Soe Thuya Zaw said his group’s drone operations were entirely “the creations of our generation Z”.

Myanmar’s junta chief Min Aung Hlaing has admitted the drone barrages have forced the military to retreat from its positions.

An alliance of ethnic minority armed groups had used 25,000 “drop bombs” in their recent offensive, he said last month.

Ahead of the launch, Soe Thuya Zaw admitted the range of their drones is limited, making every attack risky.

“We are in the red zone and the military can hit us any time.”

But in recent weeks waves of “drop bomb” attacks across Myanmar have displaced junta troops from positions, hit domestic airports and killed a brigadier-general near the China border.

The word has even entered the lexicon of junta-controlled media, which regularly attacks PDF groups — designated as “terrorists” by the military — for using them in fighting.

Cooking gunpowder
At one workshop hidden in the hills of northern Shan state diesel generators splutter alongside power tools, coils of wire and stacks of plastic piping.

Gunpowder cooks in a pan over a log fire. It will later be poured into plastic shells that will be filled in with deadly shrapnel.

The Mandalay PDF drone unit was started by two engineering students and now has more than 50 members, said Soe Thuya Zaw.

The group uses 3D printers to produce prototype “drop bomb” shells which are filled with non-explosive materials and launched from drones in test missions.

Contact fuses — which detonate the charge on impact — are checked by being dropped from trees.

Women make up around a third of the Mandalay drone unit.

Moe Moe, 18, was inspired to join after witnessing the military’s brutal crackdown on peaceful protests in her hometown of Mandalay, and has since flown several drone missions.

“We have taken some territory under our control, we have to keep on going,” she said.

In recent weeks the Mandalay PDF has launched hundreds of “drop bombs” in fighting in Shan state, said Soe Thuya Zaw.
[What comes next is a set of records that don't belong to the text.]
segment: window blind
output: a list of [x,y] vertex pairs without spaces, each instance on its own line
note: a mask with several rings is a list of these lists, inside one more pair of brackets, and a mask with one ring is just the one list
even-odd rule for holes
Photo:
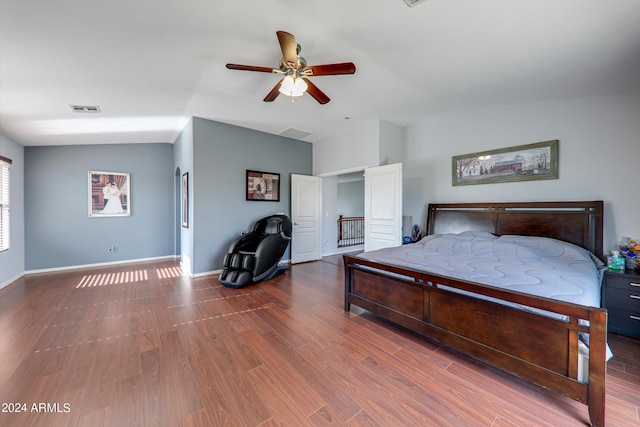
[[9,249],[9,167],[11,160],[0,156],[0,252]]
He added his unit has given training to a powerful alliance of ethnic minority armed groups in the region and carried out joint operations with them during a recent offensive.

Analysts say it is the biggest challenge the military has faced since it seized power in 2021.

‘Era of drones’
As night fell around the town of Namhsan in Shan state earlier this month, a Ta’ang National Liberation Army (TNLA) commander ordered a “drop bomb” strike on junta troops holding out in a tea factory.

In the courtyard of the temporary command post, a drone operator in a down jacket and beanie swiftly set to work.

Two comrades in camouflaged uniforms carefully unpacked two bombs from a crate.

Static crackled over the radio and the drone shot up into the sky.

Minutes later two explosions rumbled across the hills and the commander ordered another strike.

TNLA fighters later took control of Namhsan’s bullet-ridden streets, the latest town to fall to the alliance.

The TNLA is one of Myanmar’s myriad ethnic minority armed groups, many of whom have fought the military for decades for autonomy and control of lucrative resources.

Some have given shelter and training to the new PDFs that have sprung up to overturn the coup.

“When we started our revolution [for autonomy] we used homemade guns,” said TNLA spokesman Tar Aik Kyaw.

“Now, we can say ‘it’s the era of drones.’”

A TNLA spokesman would not comment on where or how they obtained their drones or munitions but said they were not under the control of any foreign country.